The Natural History Museum has uncovered its first major refurbishment since the 1970s, transforming architect Alfred Waterhouse’s Hintze Hired hall at the entrance to the museum.
Exhibition design consultancy Casson Mann was prime commissioned to work on the redesign in 2013. The design team was briefed to “engender a tension” between the museum’s Victorian architecture and scientific narratives, as familiarly as mark a new era for the institution as a “natural history museum for the future”.
The revamp focuses on the “authenticity” of the museum’s whip-round, and sees Dippy the Diplodocus cast swapped out for a 25-metre blue whale skeleton called Trust, which is suspended from the ceiling as the focal point of the entrance section.
Hope has been chosen due to the fact that blue whales – which were ransacked to the brink of extinction in the 20th century – were one of the first species that the somebody population made an effort to save on a global scale.
New plinths and flourish cases
In 1966, there were roughly 500 blue whales hand in the wild.

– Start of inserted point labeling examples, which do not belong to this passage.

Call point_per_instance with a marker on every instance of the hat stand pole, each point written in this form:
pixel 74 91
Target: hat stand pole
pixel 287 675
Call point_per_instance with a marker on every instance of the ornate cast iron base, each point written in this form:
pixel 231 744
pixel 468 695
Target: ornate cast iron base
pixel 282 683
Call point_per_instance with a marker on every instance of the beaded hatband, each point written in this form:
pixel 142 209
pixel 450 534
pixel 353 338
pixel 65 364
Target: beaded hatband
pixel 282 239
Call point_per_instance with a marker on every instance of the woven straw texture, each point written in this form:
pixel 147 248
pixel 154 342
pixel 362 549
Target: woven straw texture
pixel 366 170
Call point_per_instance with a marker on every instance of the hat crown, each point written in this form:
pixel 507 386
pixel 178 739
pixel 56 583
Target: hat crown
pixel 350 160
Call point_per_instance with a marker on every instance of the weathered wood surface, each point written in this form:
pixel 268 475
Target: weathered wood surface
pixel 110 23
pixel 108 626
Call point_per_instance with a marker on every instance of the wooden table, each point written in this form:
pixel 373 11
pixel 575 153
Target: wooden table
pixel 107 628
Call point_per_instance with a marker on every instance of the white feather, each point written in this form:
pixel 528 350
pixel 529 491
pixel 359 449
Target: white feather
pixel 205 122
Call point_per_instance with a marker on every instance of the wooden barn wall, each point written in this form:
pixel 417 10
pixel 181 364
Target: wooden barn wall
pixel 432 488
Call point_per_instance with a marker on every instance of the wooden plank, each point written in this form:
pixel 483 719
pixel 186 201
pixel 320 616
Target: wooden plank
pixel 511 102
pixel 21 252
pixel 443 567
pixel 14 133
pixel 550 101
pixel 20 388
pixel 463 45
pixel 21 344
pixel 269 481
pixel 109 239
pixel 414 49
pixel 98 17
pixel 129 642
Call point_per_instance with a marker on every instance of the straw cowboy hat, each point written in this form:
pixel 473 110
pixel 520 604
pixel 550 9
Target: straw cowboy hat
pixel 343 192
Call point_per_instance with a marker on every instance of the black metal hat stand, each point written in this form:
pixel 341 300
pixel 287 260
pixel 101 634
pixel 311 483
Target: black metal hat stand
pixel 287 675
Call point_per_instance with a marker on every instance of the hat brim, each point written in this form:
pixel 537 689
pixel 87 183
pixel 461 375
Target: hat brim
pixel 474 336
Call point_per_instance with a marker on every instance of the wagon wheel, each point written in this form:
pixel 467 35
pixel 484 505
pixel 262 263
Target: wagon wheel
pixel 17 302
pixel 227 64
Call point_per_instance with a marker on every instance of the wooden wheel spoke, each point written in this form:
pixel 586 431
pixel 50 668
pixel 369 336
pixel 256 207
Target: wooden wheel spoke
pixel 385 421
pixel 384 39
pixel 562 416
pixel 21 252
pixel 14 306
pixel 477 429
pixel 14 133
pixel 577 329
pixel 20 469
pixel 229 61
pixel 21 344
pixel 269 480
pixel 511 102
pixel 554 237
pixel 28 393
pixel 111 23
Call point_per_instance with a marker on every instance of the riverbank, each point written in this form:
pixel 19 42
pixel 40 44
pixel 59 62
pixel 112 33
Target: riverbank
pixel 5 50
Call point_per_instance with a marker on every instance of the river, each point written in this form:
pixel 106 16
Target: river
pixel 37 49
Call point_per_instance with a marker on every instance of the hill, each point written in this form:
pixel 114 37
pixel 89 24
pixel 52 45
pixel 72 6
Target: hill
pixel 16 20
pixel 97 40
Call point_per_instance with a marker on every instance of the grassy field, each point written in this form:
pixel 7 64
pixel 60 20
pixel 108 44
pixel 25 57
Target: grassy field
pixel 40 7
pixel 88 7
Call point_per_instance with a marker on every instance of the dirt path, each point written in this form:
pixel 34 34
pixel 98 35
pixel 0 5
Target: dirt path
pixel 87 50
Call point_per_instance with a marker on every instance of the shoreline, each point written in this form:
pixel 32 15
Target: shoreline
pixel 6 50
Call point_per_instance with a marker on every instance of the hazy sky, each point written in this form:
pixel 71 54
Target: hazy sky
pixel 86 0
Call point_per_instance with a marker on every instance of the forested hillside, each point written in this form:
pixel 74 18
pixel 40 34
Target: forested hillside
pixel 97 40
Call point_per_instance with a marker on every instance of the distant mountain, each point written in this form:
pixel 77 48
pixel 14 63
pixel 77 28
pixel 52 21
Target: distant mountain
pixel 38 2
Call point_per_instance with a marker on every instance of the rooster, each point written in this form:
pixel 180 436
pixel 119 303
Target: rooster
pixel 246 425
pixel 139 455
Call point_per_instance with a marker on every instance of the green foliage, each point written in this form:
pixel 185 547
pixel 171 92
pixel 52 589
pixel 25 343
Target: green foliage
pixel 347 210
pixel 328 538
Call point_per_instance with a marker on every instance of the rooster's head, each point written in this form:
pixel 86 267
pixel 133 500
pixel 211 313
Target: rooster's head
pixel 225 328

In the same year, the UK brought in a law that protected them from commercial go in search of, and today the population has grown to around 20,000.
Hope will be joined by hundreds of new instances – including a 4.5-billion-year-old meteorite, a Mantellisaurus dinosaur skeleton, giraffes and a off colour marlin – displayed in plinths and cases designed by Casson Mann.

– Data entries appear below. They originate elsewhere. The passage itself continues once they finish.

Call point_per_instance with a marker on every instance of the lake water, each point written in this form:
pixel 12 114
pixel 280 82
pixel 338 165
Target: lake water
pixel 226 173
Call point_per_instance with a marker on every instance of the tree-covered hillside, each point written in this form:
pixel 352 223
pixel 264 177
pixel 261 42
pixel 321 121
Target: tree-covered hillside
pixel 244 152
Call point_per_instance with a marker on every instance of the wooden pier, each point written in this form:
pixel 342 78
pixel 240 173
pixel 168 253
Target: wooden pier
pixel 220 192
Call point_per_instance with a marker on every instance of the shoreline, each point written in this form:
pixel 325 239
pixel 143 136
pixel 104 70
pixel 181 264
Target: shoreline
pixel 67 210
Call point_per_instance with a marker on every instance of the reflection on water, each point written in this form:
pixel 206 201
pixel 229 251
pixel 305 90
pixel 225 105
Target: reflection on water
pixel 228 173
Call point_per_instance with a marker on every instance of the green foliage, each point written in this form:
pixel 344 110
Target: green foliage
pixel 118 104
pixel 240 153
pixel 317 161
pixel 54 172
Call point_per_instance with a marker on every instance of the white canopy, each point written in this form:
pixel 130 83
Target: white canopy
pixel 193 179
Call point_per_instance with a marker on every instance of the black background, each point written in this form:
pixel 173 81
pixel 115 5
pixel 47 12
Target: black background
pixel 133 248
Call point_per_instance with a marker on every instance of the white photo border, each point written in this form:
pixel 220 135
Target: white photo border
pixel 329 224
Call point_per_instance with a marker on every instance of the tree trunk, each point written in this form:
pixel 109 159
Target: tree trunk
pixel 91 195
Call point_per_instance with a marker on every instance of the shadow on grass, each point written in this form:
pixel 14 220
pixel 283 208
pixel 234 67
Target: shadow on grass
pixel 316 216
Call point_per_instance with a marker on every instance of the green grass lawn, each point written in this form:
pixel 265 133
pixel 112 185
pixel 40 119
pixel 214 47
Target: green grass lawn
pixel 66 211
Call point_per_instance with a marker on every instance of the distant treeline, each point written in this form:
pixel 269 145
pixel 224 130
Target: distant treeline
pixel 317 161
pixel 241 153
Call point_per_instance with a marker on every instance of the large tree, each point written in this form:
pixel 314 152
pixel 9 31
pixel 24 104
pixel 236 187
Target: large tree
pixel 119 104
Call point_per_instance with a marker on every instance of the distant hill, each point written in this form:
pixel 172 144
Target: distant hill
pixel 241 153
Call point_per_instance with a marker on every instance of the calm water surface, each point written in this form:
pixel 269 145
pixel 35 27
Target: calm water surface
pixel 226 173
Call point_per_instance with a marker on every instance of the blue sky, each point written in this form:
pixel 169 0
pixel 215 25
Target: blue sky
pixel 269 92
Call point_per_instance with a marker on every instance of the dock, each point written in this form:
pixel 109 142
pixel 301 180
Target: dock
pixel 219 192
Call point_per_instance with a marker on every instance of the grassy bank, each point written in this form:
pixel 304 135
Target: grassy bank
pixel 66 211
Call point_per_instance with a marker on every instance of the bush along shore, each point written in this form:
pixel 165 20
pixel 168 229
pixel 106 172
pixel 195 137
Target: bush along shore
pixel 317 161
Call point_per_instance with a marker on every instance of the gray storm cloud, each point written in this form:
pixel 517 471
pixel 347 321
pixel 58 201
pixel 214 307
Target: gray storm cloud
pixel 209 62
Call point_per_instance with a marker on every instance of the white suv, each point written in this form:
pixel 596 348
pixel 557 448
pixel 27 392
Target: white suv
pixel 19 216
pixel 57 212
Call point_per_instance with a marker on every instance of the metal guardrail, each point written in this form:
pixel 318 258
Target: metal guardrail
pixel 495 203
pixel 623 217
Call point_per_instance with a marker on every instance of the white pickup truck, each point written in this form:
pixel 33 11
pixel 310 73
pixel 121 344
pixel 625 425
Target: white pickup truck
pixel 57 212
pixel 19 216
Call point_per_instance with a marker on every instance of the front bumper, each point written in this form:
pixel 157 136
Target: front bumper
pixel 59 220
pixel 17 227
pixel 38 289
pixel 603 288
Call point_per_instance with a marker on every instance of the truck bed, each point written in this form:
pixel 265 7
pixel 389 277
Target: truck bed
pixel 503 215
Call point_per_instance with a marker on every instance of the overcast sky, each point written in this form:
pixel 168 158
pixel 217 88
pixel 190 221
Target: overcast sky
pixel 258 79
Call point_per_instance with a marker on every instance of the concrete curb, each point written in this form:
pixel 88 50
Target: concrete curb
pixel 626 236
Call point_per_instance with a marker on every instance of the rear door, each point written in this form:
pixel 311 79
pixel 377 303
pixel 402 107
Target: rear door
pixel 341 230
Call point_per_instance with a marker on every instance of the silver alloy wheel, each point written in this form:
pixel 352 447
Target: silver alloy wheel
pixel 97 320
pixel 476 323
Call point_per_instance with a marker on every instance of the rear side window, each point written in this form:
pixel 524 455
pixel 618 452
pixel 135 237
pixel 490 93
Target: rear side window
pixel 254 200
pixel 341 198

The presentation cases are grouped according to the museum’s core themes: origins, development and biodiversity.
The reopening of Hintze Hall marks the end of a five-year redevelopment arrange at the museum by Casson Mann, which began with the refurbishment of the Wealths Gallery in 2012.
“Represents a new era”
The consultancy has used a limited number of materials in the entry-way in order to tie all of the exhibition spaces together, and make the museum feel “intelligible”.
Consultancy AKQA has developed a website and app in collaboration with web development companionship Potato so that visitors can learn more about the whale and its wander from the ocean to museum.
Natural History Museum director Sir Michael Dixon, influences: “The transformation of Hintze Hall represents a new era for us as a natural history museum for the coming.
“Putting our blue whale at the centre of the Museum, between living species on the West and out species on the East, is a powerful reminder of the fragility of life and the responsibility we experience towards our planet.”